Folder selected for the alarm is “Test”. Evaluation group is a new one created only for this alarm, which is being evaluated every 2m for 4m. I also added some description and summary test text.
My match label is test=active.
My configuration for the notification policy test=active have the option continue matching subsequent sibling nodes activated and the other ones disabled. No mute timing is selected.
What am I doing wrong?
Thanks a lot,
Have you configured notification policy for you alerts? Manage notification policies | Grafana documentation
Your default policy (I assume you don’t have other policies) needs a valid contact point. Check if the contact point you configured is properly connected to the notification policy
Notification policies are responsible for routing firing alerts to appropriate contact points
Hi, @konradlalik, thanks for your answer!
I have configured the notification policies for my alerts. I also have other policies created before updating to version 9.4.2.
I’ve created a mock for this discussion:
Do you notice anything in the logs? Do those show you any errors? Can you check in the contact points page if there are any errors reported there for the Discord contact point you chose?
Perhaps also check the timing options of the default policy (or the parent policy when using nested policies) as those may also affect when the alert is delivered.
Hi @gillesdemey1, thanks for the help!
I did not find any errors on the contact points page. Also, the result is the same if I choose my e-mail as a contact point: the test notification works, but not the notification for the alarm. I took some screenshots of the contact points page:
About the logs, I found these two:
Are these of any help?
Thanks in advance,
I digged a little deeper into the logs and found out some of them returning 404.

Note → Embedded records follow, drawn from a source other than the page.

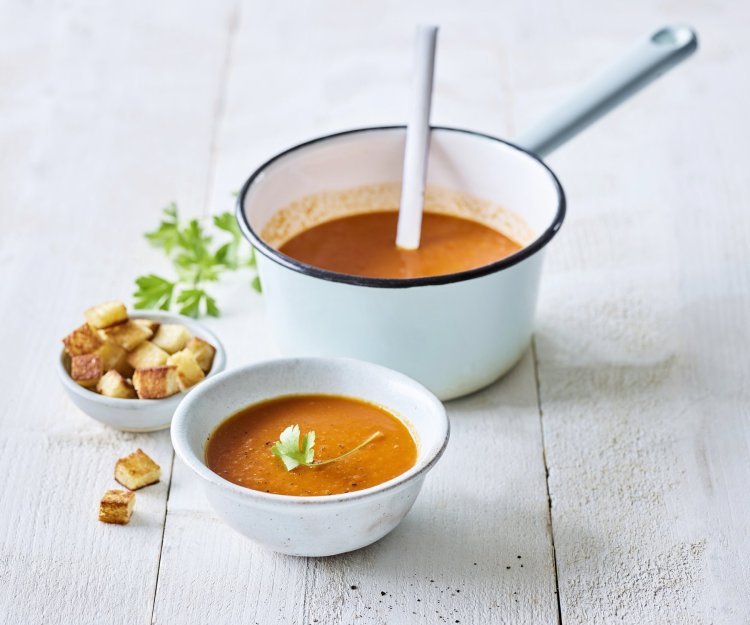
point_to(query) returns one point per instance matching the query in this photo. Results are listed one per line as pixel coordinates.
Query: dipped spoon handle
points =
(647, 61)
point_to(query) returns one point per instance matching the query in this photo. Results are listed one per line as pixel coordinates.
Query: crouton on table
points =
(117, 506)
(137, 470)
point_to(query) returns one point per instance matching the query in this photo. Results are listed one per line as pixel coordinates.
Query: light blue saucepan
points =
(453, 333)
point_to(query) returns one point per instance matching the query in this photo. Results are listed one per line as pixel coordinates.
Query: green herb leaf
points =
(230, 252)
(293, 454)
(166, 235)
(153, 292)
(191, 300)
(196, 261)
(289, 450)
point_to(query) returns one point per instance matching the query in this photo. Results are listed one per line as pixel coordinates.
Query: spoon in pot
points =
(417, 143)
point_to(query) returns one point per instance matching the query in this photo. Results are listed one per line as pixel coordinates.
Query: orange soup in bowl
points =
(241, 449)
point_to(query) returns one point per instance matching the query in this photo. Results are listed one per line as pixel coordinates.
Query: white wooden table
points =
(604, 480)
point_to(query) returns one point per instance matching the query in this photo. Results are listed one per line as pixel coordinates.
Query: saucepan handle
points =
(647, 61)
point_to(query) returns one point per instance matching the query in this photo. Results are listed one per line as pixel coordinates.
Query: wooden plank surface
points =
(87, 161)
(643, 329)
(107, 113)
(448, 561)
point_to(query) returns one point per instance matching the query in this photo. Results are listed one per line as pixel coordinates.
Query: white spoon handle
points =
(647, 61)
(417, 143)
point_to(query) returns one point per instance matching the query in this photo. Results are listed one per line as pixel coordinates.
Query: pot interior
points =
(469, 175)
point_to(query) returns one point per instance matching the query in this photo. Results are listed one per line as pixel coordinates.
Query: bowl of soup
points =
(377, 434)
(457, 313)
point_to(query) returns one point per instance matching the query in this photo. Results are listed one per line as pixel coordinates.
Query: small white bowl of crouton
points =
(131, 370)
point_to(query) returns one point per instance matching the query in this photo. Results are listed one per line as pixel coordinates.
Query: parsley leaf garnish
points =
(154, 292)
(196, 260)
(293, 453)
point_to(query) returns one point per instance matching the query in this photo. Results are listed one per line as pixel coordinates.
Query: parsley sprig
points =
(294, 453)
(196, 261)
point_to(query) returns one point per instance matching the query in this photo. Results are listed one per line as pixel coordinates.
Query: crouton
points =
(137, 470)
(114, 357)
(86, 369)
(147, 355)
(188, 369)
(156, 382)
(82, 340)
(112, 384)
(171, 337)
(106, 315)
(149, 324)
(116, 507)
(128, 335)
(204, 352)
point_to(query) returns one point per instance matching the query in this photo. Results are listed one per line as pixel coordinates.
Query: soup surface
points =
(365, 245)
(239, 450)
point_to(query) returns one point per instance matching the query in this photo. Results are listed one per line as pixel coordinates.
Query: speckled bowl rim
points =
(183, 450)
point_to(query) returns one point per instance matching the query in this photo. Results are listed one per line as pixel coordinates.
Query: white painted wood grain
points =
(643, 333)
(88, 160)
(426, 568)
(470, 551)
(109, 112)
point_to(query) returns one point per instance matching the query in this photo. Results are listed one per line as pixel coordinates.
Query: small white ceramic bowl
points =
(138, 415)
(311, 526)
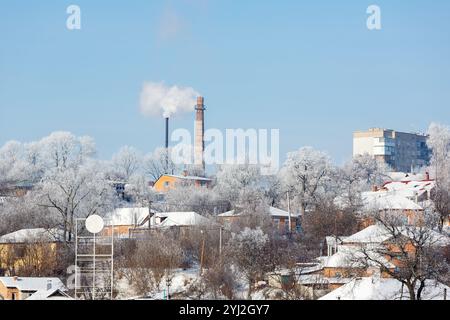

logger=context userId=53 orgId=1 uname="Raphael de Taranto" t=2023-03-20T17:22:19.510770844Z level=info msg="Request Completed" method=GET path=/api/v1/ngalert/admin_config status=404 remote_addr=188.8.131.52 time_ms=173 duration=173.807527ms size=59 referer=https://grafana.bgcbrasil.com.br/alerting/admin handler=/api/v1/ngalert/admin_config
I noticed a notification policy configurated as “A != B” redirecting all the new alarms I’ve created since migrating to 9.4.2 to it’s contact point (e-mail). In the email sent by this contact point, I noticed two messages: the first one was from the original alarm (with the matcher “A != B”) and the second one was from the new alarm that shouldn’t be there.
I simply deleted the “A != B” notification policy and it’s alarms and now the problem is solved. Now I’m recreating the “A != B” alarms and everything seems to work.
I know this was not the best way to deal with it, but I had a deadline to find a solution and I didn’t want to rollback to 8.X versions.
Thanks, Konrad and Gilles, for trying to help.